There are deer all the time.

Thorpe:

Deer all the time, yeah. Yeah. Not as often as people would have you believe. It turns out if you have a collision with a deer, it goes on your comprehensive insurance and not your collision, and so your insurance rates don’t go up. So a lot of people come into the body shop, “Ah, I’ve hit a deer.” And, well, that deer must’ve had red paint on it. But no, deer – that’s a common one. Here’s an odd one: cats. You don’t think of a cat as a dangerous object, except people will say, “Aw, the poor cute cat,” and they swerve out of the way, and they run into somebody. One of the stranger things I heard about was a toilet. Again, it fell out of a car. But you think of a toilet as this ceramic object. Ceramics don’t reflect radar. That’s what they make stealth things out of. Your automated collision detection radar may not see it. It has this real shiny surface the laser may ping off, and the laser may not see it. If you have sun glinting off of it, your stereo vision system may have a hard time seeing it. This may be the perfect stealth obstacle. There are catalogs. One of the equipment companies wanted to build an automated trash-collecting system, so they commissioned this study to find out what kind of trash there is – things like ladders. You run over a ladder, it spins, twists, it rips out the underside of your car. So, all of those kinds of things that you would have to deal with, those are the sorts of things that make this an interesting challenge.

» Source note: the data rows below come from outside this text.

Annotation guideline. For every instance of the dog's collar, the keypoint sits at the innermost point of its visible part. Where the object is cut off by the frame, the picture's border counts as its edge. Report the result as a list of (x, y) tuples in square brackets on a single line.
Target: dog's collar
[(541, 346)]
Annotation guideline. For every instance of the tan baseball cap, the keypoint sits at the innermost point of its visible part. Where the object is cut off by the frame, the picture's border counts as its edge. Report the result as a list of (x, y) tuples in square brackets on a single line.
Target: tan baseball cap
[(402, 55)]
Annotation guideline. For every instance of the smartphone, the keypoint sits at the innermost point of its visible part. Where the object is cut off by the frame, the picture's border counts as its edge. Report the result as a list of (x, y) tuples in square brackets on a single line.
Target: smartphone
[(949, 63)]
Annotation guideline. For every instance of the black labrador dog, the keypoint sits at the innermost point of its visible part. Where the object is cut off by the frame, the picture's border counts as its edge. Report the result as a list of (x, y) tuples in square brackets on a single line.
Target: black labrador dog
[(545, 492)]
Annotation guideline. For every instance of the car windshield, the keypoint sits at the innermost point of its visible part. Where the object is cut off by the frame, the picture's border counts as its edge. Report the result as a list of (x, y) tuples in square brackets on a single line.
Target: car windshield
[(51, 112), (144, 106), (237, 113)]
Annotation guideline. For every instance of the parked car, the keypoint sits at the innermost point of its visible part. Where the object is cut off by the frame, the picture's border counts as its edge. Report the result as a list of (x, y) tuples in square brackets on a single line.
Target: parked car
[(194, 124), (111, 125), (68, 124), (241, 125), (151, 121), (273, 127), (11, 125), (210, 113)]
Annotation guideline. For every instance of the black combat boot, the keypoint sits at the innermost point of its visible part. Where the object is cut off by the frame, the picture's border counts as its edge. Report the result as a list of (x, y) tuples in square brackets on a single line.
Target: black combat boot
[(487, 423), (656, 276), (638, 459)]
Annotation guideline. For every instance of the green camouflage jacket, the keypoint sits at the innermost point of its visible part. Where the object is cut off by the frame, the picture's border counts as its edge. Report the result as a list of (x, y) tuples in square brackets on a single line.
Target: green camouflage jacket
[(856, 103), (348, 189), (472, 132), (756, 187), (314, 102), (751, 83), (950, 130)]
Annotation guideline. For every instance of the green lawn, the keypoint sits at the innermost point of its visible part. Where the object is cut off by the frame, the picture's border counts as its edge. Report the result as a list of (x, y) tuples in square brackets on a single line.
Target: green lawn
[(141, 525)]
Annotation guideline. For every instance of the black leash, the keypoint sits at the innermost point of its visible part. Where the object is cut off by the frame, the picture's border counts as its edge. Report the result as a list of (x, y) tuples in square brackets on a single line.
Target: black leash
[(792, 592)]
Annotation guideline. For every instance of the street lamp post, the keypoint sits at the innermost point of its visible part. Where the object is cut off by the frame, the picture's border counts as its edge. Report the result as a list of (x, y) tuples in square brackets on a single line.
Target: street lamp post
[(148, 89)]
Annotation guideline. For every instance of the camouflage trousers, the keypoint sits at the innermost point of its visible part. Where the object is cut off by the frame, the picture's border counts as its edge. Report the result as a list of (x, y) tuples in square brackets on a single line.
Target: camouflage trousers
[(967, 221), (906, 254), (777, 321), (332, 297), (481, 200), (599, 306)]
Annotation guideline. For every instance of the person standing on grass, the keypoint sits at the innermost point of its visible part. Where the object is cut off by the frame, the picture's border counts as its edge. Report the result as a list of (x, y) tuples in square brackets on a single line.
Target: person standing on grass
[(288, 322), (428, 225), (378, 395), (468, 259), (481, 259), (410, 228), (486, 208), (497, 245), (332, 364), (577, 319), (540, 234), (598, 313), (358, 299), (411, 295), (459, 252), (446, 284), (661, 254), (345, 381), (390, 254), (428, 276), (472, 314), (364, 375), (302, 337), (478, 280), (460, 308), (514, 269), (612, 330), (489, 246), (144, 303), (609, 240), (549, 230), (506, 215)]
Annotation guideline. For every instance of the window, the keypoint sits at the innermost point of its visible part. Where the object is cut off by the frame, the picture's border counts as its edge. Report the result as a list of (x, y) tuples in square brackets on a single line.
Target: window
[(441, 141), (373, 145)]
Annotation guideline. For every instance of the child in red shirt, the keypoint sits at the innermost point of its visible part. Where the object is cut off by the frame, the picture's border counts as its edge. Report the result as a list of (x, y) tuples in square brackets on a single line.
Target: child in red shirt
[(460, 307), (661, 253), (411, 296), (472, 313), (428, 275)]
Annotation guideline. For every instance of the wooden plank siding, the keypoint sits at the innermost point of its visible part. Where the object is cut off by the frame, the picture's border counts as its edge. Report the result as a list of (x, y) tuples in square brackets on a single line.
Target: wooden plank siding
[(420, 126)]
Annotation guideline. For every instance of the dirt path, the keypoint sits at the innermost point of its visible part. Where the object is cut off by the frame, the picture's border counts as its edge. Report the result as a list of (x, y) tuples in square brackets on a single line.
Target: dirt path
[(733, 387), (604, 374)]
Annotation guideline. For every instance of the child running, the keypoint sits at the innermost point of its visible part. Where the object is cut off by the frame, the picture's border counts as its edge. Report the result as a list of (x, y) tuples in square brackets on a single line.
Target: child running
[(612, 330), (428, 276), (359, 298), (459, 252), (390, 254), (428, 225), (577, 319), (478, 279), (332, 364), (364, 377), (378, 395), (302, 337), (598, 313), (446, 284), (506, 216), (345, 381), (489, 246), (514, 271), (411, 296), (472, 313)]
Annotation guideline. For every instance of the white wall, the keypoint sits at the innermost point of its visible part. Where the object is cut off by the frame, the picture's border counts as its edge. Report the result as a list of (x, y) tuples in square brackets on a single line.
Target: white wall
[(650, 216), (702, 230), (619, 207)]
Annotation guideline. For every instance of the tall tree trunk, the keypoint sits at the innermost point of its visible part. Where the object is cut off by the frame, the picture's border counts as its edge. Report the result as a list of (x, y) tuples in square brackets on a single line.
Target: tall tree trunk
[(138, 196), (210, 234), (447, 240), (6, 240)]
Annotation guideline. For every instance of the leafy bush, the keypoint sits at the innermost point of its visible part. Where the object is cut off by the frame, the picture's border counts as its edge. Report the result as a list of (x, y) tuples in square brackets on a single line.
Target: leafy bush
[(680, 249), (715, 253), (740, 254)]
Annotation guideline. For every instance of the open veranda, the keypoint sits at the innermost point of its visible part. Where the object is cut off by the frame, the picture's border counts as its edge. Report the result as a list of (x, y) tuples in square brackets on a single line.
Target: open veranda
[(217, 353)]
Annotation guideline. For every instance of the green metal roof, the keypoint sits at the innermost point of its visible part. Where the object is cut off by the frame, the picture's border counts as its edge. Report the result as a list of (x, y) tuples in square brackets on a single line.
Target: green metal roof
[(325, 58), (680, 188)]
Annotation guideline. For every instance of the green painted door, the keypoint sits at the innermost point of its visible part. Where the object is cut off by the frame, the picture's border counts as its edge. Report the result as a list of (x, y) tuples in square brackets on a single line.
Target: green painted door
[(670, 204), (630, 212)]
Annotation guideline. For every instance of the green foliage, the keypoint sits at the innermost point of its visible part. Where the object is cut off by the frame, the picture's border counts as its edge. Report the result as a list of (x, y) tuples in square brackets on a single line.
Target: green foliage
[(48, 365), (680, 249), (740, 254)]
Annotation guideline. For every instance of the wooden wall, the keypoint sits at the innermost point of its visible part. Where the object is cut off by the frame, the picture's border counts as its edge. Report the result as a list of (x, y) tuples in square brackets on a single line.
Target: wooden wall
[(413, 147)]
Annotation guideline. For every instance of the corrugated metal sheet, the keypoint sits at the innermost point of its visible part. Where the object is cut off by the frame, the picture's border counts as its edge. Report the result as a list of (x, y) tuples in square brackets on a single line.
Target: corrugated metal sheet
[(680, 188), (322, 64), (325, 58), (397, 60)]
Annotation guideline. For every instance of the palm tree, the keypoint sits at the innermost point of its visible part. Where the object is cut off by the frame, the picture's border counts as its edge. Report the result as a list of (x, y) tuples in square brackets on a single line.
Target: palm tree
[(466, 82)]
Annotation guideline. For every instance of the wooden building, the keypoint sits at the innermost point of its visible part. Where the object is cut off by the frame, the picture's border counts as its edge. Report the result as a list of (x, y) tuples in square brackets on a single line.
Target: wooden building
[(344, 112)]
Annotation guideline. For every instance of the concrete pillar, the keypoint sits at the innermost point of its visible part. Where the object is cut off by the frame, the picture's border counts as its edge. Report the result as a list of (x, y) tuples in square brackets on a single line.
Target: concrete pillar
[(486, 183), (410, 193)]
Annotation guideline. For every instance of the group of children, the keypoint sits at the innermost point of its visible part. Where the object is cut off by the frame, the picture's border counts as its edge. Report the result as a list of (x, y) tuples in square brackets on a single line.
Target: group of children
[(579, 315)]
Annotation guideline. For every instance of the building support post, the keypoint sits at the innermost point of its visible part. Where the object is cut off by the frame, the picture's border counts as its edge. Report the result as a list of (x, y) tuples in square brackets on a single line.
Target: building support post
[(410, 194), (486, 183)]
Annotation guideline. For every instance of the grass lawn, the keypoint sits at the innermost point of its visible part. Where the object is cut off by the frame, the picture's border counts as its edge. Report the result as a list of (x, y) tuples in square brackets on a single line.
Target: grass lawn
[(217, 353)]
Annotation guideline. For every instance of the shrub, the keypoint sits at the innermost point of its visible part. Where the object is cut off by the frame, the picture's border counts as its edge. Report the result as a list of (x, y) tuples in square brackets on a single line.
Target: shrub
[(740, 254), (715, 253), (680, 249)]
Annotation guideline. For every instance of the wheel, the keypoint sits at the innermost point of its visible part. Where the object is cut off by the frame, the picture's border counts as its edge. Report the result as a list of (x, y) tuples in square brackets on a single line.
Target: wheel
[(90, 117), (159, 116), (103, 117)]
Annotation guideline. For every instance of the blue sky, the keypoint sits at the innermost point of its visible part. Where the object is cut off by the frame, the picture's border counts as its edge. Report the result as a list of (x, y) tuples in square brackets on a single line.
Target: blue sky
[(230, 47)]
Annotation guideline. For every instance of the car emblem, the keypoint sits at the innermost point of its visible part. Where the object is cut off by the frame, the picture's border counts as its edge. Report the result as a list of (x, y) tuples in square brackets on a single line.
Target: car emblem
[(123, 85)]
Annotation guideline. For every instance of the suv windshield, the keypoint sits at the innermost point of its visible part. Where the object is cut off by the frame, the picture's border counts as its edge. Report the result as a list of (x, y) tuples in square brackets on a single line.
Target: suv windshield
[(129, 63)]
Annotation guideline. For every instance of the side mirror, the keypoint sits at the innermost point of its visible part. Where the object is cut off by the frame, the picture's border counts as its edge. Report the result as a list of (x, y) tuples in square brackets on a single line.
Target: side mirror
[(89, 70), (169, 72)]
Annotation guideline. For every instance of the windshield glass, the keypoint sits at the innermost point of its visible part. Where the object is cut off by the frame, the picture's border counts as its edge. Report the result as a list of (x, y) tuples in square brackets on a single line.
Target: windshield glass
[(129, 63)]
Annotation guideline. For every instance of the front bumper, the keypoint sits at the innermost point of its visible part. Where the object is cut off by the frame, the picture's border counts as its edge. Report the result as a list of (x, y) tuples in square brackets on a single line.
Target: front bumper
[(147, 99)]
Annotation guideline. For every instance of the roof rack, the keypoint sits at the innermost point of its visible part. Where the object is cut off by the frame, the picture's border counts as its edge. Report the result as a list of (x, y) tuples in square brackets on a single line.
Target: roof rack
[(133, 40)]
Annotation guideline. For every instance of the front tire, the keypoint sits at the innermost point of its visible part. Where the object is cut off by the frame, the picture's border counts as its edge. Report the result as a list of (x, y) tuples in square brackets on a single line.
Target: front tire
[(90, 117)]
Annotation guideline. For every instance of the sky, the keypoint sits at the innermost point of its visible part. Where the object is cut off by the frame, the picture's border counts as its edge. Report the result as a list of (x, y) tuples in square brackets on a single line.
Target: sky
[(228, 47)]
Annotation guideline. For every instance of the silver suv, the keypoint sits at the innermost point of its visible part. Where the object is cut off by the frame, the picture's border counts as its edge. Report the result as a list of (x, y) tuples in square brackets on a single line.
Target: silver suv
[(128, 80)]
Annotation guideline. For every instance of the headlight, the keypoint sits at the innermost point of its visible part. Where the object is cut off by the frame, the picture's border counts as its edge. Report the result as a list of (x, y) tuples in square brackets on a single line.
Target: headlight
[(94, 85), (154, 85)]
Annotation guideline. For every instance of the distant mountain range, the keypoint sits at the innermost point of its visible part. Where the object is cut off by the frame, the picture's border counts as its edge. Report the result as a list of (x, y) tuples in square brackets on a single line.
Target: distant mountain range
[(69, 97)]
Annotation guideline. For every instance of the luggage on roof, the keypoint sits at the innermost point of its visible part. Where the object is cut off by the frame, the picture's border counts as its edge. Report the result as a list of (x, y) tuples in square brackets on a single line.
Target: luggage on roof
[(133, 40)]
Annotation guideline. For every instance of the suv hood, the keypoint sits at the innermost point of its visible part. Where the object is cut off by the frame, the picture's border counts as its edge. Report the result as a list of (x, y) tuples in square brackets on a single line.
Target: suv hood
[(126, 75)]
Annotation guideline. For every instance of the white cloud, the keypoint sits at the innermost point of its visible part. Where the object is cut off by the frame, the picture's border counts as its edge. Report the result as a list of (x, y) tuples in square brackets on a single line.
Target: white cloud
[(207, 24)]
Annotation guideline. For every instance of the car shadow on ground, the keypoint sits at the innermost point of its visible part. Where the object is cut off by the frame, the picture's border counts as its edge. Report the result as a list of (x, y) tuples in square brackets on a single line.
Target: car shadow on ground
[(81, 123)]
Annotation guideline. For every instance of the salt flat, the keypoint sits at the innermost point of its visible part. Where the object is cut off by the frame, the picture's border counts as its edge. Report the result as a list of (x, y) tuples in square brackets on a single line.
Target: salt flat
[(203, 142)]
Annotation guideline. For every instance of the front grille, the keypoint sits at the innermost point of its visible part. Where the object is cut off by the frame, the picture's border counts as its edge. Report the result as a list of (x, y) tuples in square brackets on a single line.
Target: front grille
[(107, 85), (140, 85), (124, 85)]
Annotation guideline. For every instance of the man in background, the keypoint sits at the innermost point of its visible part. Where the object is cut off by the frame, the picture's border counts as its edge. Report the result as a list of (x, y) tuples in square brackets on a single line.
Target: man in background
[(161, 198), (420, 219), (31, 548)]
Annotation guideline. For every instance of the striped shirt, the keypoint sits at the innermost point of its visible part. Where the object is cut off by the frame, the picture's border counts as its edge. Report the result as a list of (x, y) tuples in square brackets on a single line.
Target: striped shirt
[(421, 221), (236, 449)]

Advice for Young People Entering Robotics

Q:

What kind of advice do you have for young people who might want to get into robotics?

Thorpe:

Robots are cool. You certainly have to understand your math. You certainly have to understand your computer science. You certainly have to study little bits of engineering. But then you have to use your imagination. You have to be solid on the fundamentals, but there’s all kinds of applications for robots that I’ll never think of, so robots and something turn out to be powerful combinations: robots and art, robots and design, robots and medicine. In my case, it’s robots and driving. Robots and games. I was kind of surprised. A couple of my graduate students have gone off to the computer game industry, and they said, “Look, Chuck, it’s everything that you have on a real robot, with perception and intelligent planning and multi-agent coordination, except that we don’t have to get our hands dirty. It’s all simulated mud.” Robots and games, robots and toys – those things are all fun. So use your imagination. Play. Study the basics – get those down – but keep your imagination alive.

Q:

Great. Thank you very much.

Thorpe:

One more piece of advice for young people: Come to Carnegie Mellon. <laughs>

Q:

Work on robot cars.

Thorpe:

Work on robot – yeah! Come with me. Work on robot cars. I’m serious about the Carnegie Mellon part in the following sense: I don’t know that our professors are any smarter than professors other place. The Berkeley professors are smart, the MIT professors are smart, the Stanford professors are smart, et cetera, et cetera. The difference is we have more of them, so if you know what you want to work on, and you really want to work on robot cockroaches, go to Berkeley because they have the world’s expert in robot cockroaches. If you want to work on robot driving, or mobile robots, or robot origami folding, or robots and elderly people, or – come to Carnegie Mellon. Or if you don’t know what you want to work on, come to Carnegie Mellon. Berkeley has four really smart people doing robots; we have 60. MIT has people in a few different labs doing mobile robots. We have people in 50 different labs doing interesting robots. It’s a fun place to be, just because of the variety of people and the variety of projects doing robotics.